|Molar mass||445.03 g/mol|
|Appearance||White to pale beige crystalline solid or powder|
|Density||1.56 g/cm3, solid|
|Melting point||220 °C (decomposes)|
|Solubility in water||24(2) mM; 10.7(9) mg/mL (25 °C)|
|Crystal structure||Orthorhombic; space group Pbca|
|Except where noted otherwise, data are given for materials in their standard state (at 25 °C (77 °F), 100 kPa)|
|(what is: / ?)|
Gallium maltolate is a coordination complex consisting of a trivalent gallium cation coordinated to three maltolate ligands. The compound is undergoing clinical and preclinical testing as a potential therapeutic agent for cancer, infectious disease, and inflammatory disease. It appears to have low toxicity when administered orally, without the renal toxicity observed for intravenously administered gallium nitrate. The lower toxicity probably results because gallium absorbed into the body from oral gallium maltolate becomes nearly entirely protein bound, whereas gallium from intravenous gallium nitrate tends to form anionic gallium hydroxide (Ga(OH)4-; gallate) in the blood, which is rapidly excreted in the urine and may be renally toxic.

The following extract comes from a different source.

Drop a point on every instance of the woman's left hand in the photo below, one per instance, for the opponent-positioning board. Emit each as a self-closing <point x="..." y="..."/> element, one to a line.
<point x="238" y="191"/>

A cosmetic skin cream containing gallium maltolate is marketed under the name Gallixa.
In aqueous solutions, gallium maltolate has neutral charge and pH, and is stable between about pH 5 and 8. It has significant solubility in both water and lipids (octanol:water partition coefficient = 0.41).
Research and pharmaceutical development
Christopher Chitambar and his associates at the Medical College of Wisconsin have found that gallium maltolate is active against several lymphoma cell lines, including those resistant to gallium nitrate.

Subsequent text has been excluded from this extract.